The good news: Governor Gina Raimondo and the state’s leadership understand the risks of climate change, and is tackling the challenge head-on.
For example, Rhode Island is part of the Regional Greenhouse Gas Initiative (RGGI), a multi-state agreement to cap emissions and require power plants to reduce the amount of carbon dioxide they emit by 2.5 percent each year. Since RGGI began in 2009, it has cut carbon pollution across its nine participating states by 40 percent. At the same time, one report indicates that Rhode Island’s participation in RGGI has produced between $65 and $148 million in health benefits for the state. Governor Raimondo recently endorsed a new, bipartisan agreement to extend the RGGI program through 2030 and reduce the emissions cap by 30 percent from 2020 levels.
Rhode Island has also steadily reduced emissions through its nationally-recognized energy efficiency programs.
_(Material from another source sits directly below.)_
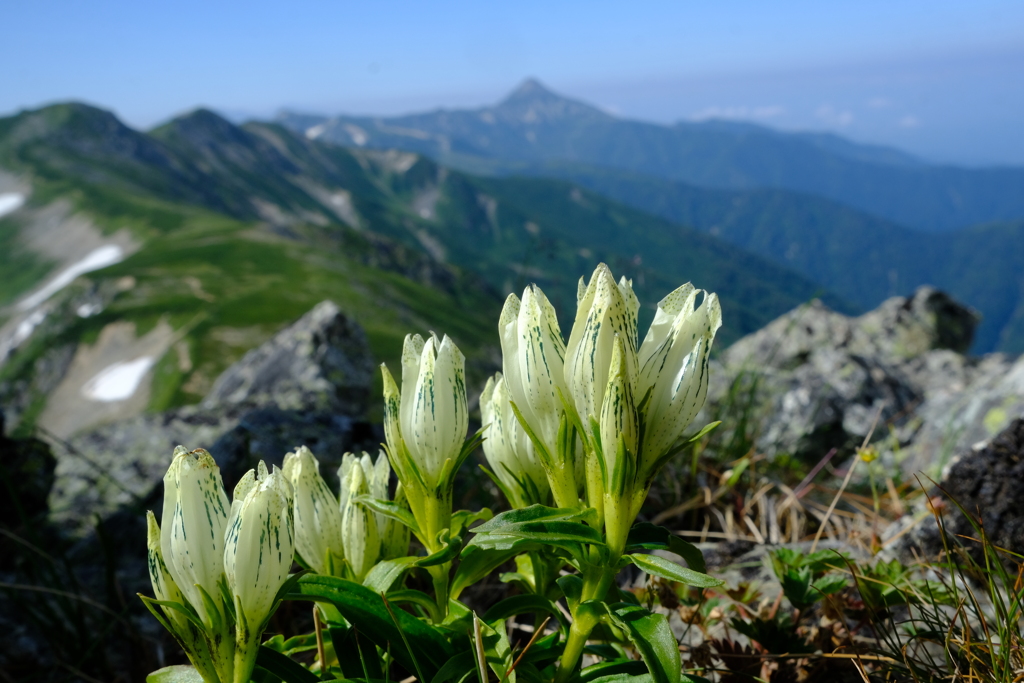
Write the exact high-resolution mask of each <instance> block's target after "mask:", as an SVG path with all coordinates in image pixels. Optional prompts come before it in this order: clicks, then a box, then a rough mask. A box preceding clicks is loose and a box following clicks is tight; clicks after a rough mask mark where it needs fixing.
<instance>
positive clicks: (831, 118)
mask: <svg viewBox="0 0 1024 683" xmlns="http://www.w3.org/2000/svg"><path fill="white" fill-rule="evenodd" d="M814 116H816V117H817V118H818V119H820V120H821V121H823V122H825V123H826V124H828V125H830V126H839V127H843V126H849V125H850V124H851V123H853V118H854V117H853V112H851V111H849V110H838V109H836V108H835V106H833V105H831V104H822V105H821V106H819V108H818V109H817V111H816V112H815V113H814Z"/></svg>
Rhode Island has the nation’s first off-shore wind turbines, and Governor Raimondo has set forth bold goals for Rhode Island’s clean energy, which will result in ten times as much clean energy by 2020. At the same time, efforts to fight climate change are already bearing fruit for the state’s economy. Since 2014, the number of clean energy jobs in the state has grown by 66 percent (11 percent in just the last year). Today, the clean energy economy in Rhode Island employs more than 15,300 people—putting the state well on its way to the Governor’s goal of 20,000 clean energy jobs by 2020.